The ‘it’ she refers to isn’t the Saw franchise or The X Factor, but the same malignant spook that pestered Micah Sloat and Katie Featherston in Oren Peli’s original.
This time, though, it is after Kristi’s son Hunter, an adorable toddler whose well-appointed nursery becomes the focus for all sorts of inexplicable shenanigans in Tod Williams’ (The Door In The Floor) better-than-you’d-expect follow-up.
That Sloat and Featherston are part of its cast tips the wink early that what we’re actually watching is a prequel to Peli’s film.
That said, it might just as easily qualify as a remake, Williams using the same shock tactics, lengthy static shots and eerie night-vision visuals that creeped us out 11 months ago.
Returning home one day to a ransacked house, Kristi and older husband Daniel (Brian Boland) install a battery of CCTV cameras that become our timecoded eyes and ears.
Conveniently, they also get a camcorder that always seems to be on to shoot the scary stuff Big Brother can’t cover.

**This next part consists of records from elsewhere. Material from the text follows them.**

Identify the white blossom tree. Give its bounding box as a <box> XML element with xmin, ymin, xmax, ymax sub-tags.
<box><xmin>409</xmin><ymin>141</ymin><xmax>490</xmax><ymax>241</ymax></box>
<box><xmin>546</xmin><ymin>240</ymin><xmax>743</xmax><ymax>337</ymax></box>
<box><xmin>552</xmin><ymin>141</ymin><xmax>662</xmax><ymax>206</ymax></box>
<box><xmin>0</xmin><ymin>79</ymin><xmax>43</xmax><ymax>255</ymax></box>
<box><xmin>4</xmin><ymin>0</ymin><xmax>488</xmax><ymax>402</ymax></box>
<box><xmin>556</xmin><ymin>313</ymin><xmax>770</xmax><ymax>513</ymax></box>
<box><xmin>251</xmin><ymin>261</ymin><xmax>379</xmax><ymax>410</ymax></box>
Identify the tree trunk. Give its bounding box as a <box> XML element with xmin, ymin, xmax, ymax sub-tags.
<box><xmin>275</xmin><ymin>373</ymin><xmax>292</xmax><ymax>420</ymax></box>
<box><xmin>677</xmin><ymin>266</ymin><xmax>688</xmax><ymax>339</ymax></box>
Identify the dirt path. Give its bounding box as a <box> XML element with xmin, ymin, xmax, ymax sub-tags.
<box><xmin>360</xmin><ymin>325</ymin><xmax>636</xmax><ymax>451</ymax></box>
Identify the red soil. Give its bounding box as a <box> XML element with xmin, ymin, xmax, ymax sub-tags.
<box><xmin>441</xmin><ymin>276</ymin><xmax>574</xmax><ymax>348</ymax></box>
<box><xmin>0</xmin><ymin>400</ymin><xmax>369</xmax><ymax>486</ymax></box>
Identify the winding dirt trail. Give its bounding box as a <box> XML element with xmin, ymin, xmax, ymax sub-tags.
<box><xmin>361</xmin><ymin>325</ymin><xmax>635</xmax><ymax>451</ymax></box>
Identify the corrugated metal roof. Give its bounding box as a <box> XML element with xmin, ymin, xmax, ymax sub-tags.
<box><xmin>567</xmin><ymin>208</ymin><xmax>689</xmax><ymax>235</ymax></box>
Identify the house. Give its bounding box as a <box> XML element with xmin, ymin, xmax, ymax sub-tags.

Not that there’s much of that in the movie’s dull first half, a mysteriously ambulant pool cleaning machine and a rogue saucepan being the only untoward elements for what feels like an age.
But around the midpoint, Williams springs his first big jack-in-the-box surprise, a welcome game-changer that cranks the story up a notch into a more rewarding strata of sustained hysteria.
It helps that there is more at stake this time around, Boland having a teenage daughter, a Mexican maid and a loyal Alsatian to look out for as well as his wife and tot.
Co-writers Michael R Perry, Christopher Landon and Tom Pabst, meanwhile, adeptly tap into a host of middle-class anxieties, among them the fear of home invasion and the nightmare of an unattended infant being home alone.
Armed with a significantly bigger budget than Peli’s paltry $15,000, Williams also makes judicious use of special effects in moments showing characters at the mercy of an irresistible invisible force.
In short, Activity 2 is no Book Of Shadows to its predecessor’s Blair Witch. But at root, it’s essentially a reprise that, in attempting to give its unseen antagonist a backstory and a motive, robs it of much of its chilling ambiguity.
Those seeking answers to the questions left dangling last year will get some satisfaction. Those hoping to be blown away all over again by another cult horror sensation will not. All the same, you’ll be double-checking the doors when you get home.